Manuel Navarro

In the semi-desert heart of San Luis Potosí, where water hides underground and the wind carries memories, Manuel Navarro —also known as Manuel Campanilla— distills the soul of his land in every drop of mezcal. At his side are his mother, Maestra María de la Luz Martínez, and his brother Jaime. Together they are heirs to a tradition that has endured for eight generations.

Manuel is the creator of Malditos Traidores, a brand that honors the marginal, the disobedient, and the deeply rooted. His project does not just bottle mezcal: it bottles history, terroir, rebellion, and craft.

In his community of Palmar Segundo, he produces a mezcal unlike any other. He ferments it with pulque from the agave mapisaga and distills it in clay stills of the Mongolian type, a tradition of Asian origin that survives in this corner of Potosí. The soul of the process lies in the campanilla, a pot suspended inside the caparote that gives its name to this unique method.

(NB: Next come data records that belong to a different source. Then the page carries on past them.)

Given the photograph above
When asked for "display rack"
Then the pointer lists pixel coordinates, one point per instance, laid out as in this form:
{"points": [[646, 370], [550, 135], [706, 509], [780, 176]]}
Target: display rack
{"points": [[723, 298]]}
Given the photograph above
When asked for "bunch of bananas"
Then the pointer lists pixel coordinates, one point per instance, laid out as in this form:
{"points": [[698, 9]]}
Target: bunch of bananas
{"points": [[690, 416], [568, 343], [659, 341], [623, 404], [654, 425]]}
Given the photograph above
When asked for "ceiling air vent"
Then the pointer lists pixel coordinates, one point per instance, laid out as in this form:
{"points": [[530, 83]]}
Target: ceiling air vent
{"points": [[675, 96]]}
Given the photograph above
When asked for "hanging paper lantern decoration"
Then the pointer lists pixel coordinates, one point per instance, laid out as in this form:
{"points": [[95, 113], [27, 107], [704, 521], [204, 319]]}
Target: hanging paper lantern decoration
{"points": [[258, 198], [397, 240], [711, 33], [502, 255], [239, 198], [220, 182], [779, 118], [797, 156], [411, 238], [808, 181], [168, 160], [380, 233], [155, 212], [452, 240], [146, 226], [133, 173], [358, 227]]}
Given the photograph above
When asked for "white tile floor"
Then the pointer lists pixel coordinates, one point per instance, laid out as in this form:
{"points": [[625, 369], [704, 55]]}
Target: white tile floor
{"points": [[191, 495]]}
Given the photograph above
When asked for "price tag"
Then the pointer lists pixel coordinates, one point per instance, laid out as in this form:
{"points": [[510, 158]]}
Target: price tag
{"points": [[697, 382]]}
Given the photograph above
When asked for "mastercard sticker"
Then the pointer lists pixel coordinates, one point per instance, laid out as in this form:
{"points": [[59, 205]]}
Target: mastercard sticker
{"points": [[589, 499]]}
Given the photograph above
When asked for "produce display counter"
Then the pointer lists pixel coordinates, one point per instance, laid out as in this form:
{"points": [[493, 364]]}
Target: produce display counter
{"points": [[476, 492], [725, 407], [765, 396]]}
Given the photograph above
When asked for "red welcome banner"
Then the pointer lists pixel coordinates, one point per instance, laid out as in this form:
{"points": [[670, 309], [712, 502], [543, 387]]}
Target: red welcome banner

He works with salmiana agaves in their local varieties: Verde, Cuerno, Chino, and Blanco. The fibers, the juice, the pulque, the clay, and the fire meet in an ancestral alchemy that produces intimate and unrepeatable batches.

His Lot 1 of Malditos Traidores, fermented with pulque and made with agave tequilana, was tasted on a humid afternoon in Mexico City. Marzipan, cashew, pumpkin seeds, almond nougat, and wood smoke. A bold distillate that seduces the senses and awakens memory.

Malditos Traidores is not just a name: it is a declaration. A defense of the craft, of the rural, of what is made with patience and love for the invisible. It is also a critique of forgetting and a tribute to those who chose to stay.

In every bottle, Manuel distills more than mezcal. He distills time, identity, and belonging. And in that clay campanillahanging over the fire, one can still hear the echo of a lineage that chose not to disappear.